This article mainly introduces how to implement url encoding for converting Chinese characters in python, and analyzes the skills related to the conversion of gbk and UTF-8 encoding for Chinese characters in combination with examples, which has some reference value, for more information about how to convert Chinese characters into url encoding, see the example in this article. We will share this with you for your reference. The details are as follows:
Today, I want to deal with Baidu posts. If you want to create a keyword list, you can directly add it to the list whenever you need it. However, the url is encoded as '% E4 % B8 % BD % E6 % B1 % 9f' when Chinese characters are added to the list (for example, 'lijiang ', therefore, a conversion is required. Here we use the urllib module.

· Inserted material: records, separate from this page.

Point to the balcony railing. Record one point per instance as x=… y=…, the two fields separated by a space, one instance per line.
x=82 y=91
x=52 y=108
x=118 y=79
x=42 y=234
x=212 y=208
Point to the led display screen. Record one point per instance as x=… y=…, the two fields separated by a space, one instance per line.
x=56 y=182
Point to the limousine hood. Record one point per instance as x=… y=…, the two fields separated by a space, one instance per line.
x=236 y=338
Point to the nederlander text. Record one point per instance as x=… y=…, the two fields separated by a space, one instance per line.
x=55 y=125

>>> Import urllib >>> data = 'lijiang '>>> print data Lijiang >>> data \ xe4 \ xb8 \ xbd \ xe6 \ xb1 \ x9f' >>> urllib. quote (data) '% E4 % B8 % BD % E6 % B1 % 9f'
So we want to go back?
>>> Urllib. unquote ('% E4 % B8 % BD % E6 % B1 % 9f')' \ xe4 \ xb8 \ xbd \ xe6 \ xb1 \ x9f'> print urllib. unquote ('% E4 % B8 % BD % E6 % B1 % 9f') Lijiang
Students will find that % C0 % F6 % BD % AD appears in the post bar url, not '% E4 % B8 % BD % E6 % B1 % 9f ', it is actually a coding problem. Baidu is gbk, and other general websites such as google are utf8. Therefore, you can use the following statements.

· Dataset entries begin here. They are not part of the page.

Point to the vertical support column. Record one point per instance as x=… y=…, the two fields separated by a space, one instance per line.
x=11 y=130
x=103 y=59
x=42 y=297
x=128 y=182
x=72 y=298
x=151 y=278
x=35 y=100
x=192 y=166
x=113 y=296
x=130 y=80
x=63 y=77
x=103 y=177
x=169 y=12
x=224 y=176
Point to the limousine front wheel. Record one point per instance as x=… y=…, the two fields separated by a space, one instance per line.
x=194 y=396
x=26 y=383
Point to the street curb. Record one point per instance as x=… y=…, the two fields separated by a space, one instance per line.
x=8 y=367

>>> Import sys, urllib >>> s = 'lijiang '>>> urllib. quote (s. decode (sys. stdin. encoding ). encode ('gbk') '% C0 % F6 % BD % ad' >>> urllib. quote (s. decode (sys. stdin. encoding ). encode ('utf8') '% E4 % B8 % BD % E6 % B1 % 9f' >>>
For more articles about how to implement url encoding for Chinese conversion in python, refer to the PHP Chinese website!